Business yet to realise e-commerce reality

Despite repeated hype, Australian business is yet to grasp a full understanding of e-commerce's ability to impact global economies.

The problem stems from ongoing senior management misunderstanding of e-commerce.

According to Mitch Radomir, business development manager of network integrator NetStar, around 75 per cent of CEO-level people surveyed by the University of Technology, Sydney, believe e-commerce is just an electronic transaction.

Radomir said unless companies develop a business strategy modelled on the understanding that e-commerce is "full-cycle commerce", they don't have a strategy at all.

He explained e-commerce does not just comprise electronic transactions, but also computer telephony integration, PC and online services, Eftpos and TV shopping channels.

As a result, NetStar is going to put its money where its mouth is. Radomir said within the next 24 months the company is moving to adopt a new services and e-commerce-based business strategy.
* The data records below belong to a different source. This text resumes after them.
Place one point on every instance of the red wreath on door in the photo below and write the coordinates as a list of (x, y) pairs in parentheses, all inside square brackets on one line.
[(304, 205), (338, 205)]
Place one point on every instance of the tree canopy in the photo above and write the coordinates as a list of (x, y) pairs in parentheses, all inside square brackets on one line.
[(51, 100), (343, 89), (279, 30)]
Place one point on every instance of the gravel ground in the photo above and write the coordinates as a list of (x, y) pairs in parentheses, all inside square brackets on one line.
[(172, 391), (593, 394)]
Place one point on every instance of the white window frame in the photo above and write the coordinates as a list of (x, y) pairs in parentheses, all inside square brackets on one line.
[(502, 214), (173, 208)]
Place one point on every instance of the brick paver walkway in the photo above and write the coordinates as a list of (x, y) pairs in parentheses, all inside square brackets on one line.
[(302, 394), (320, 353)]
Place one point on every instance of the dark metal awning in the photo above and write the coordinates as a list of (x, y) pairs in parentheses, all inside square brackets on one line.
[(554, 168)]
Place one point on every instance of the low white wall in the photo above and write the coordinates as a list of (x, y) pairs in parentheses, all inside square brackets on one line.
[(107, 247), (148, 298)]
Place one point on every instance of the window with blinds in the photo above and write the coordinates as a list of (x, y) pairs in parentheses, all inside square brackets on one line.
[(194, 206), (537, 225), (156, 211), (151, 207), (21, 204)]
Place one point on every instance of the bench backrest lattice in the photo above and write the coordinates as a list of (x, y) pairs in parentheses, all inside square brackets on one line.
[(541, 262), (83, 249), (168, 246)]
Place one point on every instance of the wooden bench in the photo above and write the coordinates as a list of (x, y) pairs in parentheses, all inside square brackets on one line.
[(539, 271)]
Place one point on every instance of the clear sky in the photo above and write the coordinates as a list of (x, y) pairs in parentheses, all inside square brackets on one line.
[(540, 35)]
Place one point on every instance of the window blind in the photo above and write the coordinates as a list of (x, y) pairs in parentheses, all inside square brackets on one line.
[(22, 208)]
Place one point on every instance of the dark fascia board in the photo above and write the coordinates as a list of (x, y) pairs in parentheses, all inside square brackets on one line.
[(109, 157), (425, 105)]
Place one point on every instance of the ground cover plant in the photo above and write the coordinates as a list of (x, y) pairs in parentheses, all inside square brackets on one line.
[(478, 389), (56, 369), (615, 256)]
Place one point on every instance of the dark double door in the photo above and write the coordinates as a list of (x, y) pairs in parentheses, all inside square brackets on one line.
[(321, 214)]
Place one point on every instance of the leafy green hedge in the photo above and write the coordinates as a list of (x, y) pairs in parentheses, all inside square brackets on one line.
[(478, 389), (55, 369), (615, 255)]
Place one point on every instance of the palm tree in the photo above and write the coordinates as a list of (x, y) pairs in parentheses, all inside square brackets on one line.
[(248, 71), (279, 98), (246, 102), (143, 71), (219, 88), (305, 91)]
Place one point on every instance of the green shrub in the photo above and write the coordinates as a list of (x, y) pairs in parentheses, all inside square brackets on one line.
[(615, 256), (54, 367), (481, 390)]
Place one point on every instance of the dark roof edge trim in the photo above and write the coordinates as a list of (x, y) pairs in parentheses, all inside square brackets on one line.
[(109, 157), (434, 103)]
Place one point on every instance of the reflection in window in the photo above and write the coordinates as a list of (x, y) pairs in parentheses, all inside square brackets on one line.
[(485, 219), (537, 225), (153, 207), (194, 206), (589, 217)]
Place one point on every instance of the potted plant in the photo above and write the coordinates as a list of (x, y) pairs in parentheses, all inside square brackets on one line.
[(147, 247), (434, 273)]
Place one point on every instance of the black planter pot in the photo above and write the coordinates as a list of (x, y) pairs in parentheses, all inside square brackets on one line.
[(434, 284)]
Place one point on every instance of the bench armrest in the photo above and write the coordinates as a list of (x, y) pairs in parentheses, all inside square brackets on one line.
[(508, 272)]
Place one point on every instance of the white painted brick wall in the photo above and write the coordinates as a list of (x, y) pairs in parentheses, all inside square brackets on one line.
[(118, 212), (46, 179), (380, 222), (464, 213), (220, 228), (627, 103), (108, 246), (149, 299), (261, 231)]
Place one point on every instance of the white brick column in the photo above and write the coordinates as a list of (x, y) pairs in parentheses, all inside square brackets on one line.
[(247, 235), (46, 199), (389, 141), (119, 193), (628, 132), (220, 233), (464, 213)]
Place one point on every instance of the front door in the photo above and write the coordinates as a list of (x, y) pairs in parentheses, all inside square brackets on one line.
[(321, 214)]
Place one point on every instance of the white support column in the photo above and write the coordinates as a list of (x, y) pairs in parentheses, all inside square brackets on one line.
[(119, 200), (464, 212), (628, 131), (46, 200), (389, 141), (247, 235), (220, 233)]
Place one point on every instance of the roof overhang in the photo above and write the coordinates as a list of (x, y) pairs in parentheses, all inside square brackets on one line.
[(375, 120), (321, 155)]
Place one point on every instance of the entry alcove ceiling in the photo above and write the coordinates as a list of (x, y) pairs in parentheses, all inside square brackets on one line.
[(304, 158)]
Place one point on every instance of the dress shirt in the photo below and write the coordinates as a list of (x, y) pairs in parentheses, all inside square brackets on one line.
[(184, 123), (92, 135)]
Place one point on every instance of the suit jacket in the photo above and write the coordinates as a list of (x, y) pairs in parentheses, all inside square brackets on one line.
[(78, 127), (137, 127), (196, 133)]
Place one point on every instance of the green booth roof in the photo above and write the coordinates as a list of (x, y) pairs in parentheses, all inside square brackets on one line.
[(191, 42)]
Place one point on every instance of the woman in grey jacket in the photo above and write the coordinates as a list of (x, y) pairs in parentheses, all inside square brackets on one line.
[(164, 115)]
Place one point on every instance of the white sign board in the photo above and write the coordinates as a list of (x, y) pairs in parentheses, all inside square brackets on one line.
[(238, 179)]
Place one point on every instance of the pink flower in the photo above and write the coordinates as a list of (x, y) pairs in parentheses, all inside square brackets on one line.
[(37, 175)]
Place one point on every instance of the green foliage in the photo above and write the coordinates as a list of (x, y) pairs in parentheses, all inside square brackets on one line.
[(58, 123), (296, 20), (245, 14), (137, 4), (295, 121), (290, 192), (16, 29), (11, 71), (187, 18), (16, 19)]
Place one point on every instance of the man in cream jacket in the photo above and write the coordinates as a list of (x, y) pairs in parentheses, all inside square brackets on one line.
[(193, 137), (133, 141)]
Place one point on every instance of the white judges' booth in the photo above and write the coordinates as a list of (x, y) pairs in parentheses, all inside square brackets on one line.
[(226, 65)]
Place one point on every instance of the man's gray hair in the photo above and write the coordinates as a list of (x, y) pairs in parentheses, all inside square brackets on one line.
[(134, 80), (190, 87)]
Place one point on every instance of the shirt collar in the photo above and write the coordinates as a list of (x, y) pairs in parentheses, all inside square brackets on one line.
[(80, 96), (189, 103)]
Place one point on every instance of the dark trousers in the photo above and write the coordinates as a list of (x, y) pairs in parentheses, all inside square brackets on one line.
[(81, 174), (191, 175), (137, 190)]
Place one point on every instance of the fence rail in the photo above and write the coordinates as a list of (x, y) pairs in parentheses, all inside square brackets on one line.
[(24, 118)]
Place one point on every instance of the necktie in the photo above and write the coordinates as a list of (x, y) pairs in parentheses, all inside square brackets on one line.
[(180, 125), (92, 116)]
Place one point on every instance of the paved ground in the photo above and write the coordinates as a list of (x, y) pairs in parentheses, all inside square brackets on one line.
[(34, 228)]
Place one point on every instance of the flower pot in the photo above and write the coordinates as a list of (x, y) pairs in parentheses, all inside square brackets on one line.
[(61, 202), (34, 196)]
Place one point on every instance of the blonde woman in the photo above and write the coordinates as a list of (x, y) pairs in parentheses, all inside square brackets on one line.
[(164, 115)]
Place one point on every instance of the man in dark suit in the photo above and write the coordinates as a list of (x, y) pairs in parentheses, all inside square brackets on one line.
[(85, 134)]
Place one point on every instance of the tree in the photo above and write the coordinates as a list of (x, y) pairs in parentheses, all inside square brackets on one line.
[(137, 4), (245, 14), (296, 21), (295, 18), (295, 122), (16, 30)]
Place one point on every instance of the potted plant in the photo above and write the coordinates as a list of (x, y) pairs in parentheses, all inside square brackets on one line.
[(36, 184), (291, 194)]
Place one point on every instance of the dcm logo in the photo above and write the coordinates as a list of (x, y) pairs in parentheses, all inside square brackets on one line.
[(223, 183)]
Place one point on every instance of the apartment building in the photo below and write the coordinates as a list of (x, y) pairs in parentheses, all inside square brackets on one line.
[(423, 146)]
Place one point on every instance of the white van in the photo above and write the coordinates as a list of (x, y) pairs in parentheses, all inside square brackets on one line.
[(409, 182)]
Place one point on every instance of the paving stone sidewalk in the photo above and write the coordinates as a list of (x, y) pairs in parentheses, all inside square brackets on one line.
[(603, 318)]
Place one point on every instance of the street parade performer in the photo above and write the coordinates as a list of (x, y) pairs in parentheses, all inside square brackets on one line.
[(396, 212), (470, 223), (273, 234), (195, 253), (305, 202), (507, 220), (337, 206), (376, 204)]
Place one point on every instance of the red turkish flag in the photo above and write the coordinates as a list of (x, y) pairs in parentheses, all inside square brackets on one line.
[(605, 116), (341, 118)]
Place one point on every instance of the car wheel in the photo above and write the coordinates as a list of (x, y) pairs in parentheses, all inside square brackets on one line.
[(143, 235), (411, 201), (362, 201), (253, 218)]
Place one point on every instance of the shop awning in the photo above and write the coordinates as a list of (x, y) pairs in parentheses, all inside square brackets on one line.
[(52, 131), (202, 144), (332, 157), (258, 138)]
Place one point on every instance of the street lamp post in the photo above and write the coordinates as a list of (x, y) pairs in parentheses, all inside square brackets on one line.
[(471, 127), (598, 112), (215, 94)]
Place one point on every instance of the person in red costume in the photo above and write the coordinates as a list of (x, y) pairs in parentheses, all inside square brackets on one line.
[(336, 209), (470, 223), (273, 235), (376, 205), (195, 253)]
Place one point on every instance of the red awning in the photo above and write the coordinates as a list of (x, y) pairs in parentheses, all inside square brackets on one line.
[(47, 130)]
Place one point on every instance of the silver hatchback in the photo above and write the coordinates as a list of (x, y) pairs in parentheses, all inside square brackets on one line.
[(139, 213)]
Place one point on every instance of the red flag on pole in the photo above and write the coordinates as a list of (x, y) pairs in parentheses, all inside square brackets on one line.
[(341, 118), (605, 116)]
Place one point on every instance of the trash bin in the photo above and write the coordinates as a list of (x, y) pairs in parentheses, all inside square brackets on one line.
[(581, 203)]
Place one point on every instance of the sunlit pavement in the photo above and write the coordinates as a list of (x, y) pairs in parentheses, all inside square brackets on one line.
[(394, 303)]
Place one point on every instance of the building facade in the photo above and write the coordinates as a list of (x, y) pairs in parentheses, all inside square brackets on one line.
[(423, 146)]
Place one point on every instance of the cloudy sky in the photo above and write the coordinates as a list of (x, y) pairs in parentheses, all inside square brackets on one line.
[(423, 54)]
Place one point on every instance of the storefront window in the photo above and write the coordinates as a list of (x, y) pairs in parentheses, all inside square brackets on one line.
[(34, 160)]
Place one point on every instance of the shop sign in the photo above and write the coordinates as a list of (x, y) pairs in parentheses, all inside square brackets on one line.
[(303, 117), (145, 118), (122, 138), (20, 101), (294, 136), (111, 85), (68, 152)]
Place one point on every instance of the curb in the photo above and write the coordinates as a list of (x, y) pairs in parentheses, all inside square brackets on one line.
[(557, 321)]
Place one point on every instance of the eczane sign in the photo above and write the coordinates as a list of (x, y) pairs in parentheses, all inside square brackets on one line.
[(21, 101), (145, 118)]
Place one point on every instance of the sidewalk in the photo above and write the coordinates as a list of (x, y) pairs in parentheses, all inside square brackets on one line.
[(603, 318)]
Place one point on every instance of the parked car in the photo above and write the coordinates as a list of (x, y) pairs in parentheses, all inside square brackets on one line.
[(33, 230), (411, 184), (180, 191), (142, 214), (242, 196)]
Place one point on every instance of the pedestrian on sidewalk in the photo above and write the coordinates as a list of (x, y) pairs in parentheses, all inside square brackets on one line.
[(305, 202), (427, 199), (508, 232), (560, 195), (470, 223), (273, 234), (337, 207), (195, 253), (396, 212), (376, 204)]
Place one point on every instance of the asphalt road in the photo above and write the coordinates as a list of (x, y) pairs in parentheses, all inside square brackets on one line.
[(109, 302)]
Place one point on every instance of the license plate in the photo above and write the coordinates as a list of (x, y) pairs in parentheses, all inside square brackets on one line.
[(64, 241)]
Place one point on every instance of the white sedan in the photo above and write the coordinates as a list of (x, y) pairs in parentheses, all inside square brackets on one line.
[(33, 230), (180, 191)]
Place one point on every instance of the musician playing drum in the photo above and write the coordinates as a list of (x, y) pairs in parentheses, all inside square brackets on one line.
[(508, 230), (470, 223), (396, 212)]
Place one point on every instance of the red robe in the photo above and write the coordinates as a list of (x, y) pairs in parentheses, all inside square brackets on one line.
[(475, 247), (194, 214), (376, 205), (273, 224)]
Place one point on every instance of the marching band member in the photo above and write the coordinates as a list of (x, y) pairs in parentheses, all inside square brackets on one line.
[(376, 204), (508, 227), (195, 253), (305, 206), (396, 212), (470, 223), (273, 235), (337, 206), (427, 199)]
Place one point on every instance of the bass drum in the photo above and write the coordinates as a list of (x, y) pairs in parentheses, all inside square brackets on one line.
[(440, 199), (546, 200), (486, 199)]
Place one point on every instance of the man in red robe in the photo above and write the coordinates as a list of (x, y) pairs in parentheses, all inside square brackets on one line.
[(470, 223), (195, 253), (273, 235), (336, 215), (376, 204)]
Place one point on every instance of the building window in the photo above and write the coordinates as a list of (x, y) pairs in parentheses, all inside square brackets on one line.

With the channel facing declining profit margins, NetStar is planning to help organisations deploy e-commerce initiatives.

Driving the e-commerce revolution is entertainment, education, information services and commerce, according to Radomir.

And for the first time, he said, the finance industry, carriers, IT vendors, and to some extent governments, are all aligned to push integrated e-commerce solutions.

However, the only inhibitor to the global deployment of e-commerce solutions is the limited development of telecommunications infrastructure in developing countries such as India and China, Radomir said.

"I don't think [e-commerce] will be global for at least a generation," he said.

However, he said carriers will remain critical to the growth of e-commerce because after 2000 they will not remain profitable from selling voice services alone.

Radomir said a study he conducted with Clear Communications revealed the telco industry is expected to be worth $3 trillion worldwide by 2010.

Online services will contribute around 30 per cent to this market's value, he said.